Allí descansaban los pocos ingresos de que disponían; hoja de cuchillo, perfecta y mugrienta, liberada del mango que lo sustenta; cinceles y formones, igualmente huérfanos; cámara vieja que absorbe la imagen tras esperar una vida; pintura y pinceles, para que soberbios políticos ayuden al resto escribiendo carteles; varas de forja, sueltas y viejas, que formen, con fuerte argamasa, resistentes celdas; una pianola pequeña y tosca, con algunas teclas mudas y rotas; libros de cuentas, pluma y tintero, esperando anotar menos gastos que ingresos; pinzas y tenazas utilizadas antes, para arrancar piezas y restañar partes; muchas botellas de caldo tostado, que destila Tomás el viejo, de savia ácida de un extraño árbol; y bajo del todo, perdidos en el fondo, un eje arreglado y dos ruedas de carro.
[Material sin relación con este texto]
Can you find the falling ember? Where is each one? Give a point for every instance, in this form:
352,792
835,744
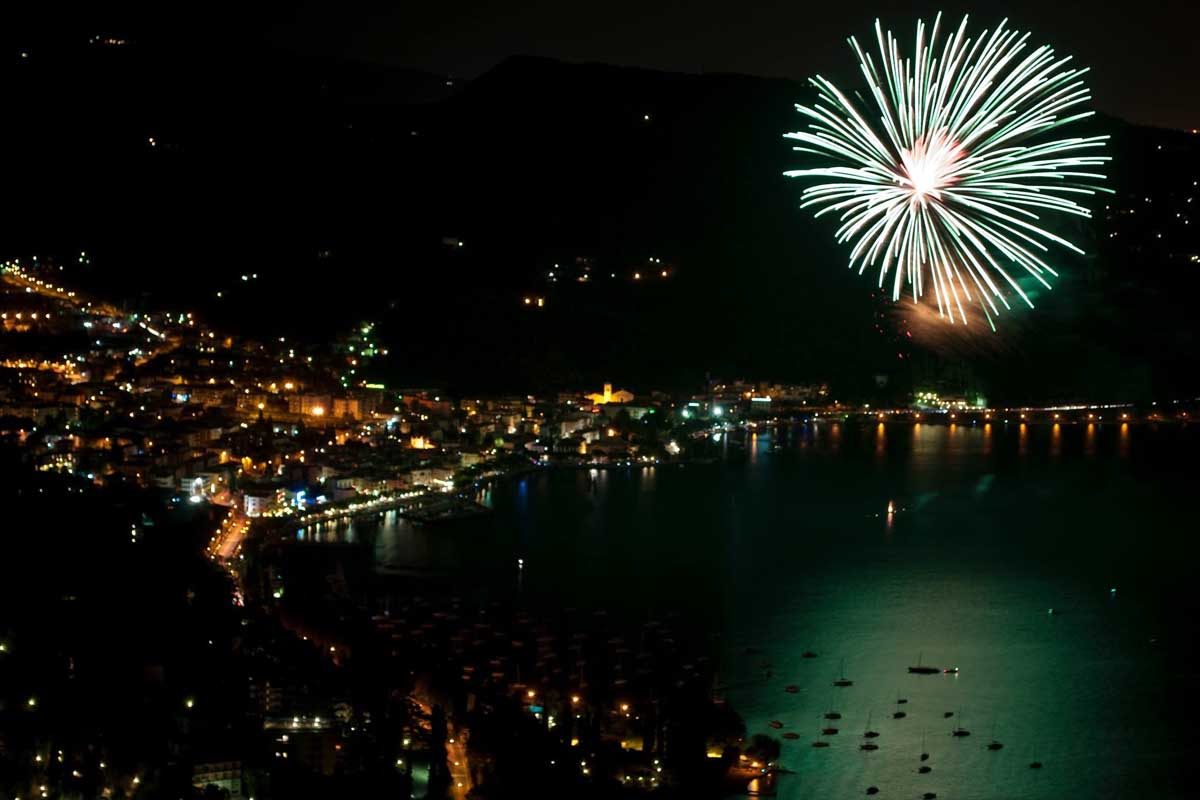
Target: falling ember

DeLoyd observó los presentes, serio y pensativo. -Es posible, Ángel, que sea la mejor compra que se nos haya ocurrido; con unos arreglos y algo de paciencia, tendremos equipo para todos, y un buen aliciente. Solo me queda felicitarte y desear, sinceramente, que seas capaz de recorrer el camino de vuelta, pues me da a mi que alguien pasará la noche en la calle, incapaz siquiera de abrir su puerta.
Ángel, se irguió solemne, aceptando la apuesta, y dejó el carro y sus bestias, en mitad de la senda; marchó feliz y risueño, dando bandazos, recordando los tragos en casa del viejo: magníficas historias, de gente valiente que continúa adelante a pesar del presente, historias que muestran que bueno es el objeto, si lo es quien lo blande; y que es esclavo del mundo, quien precisa lo externo para ser grande.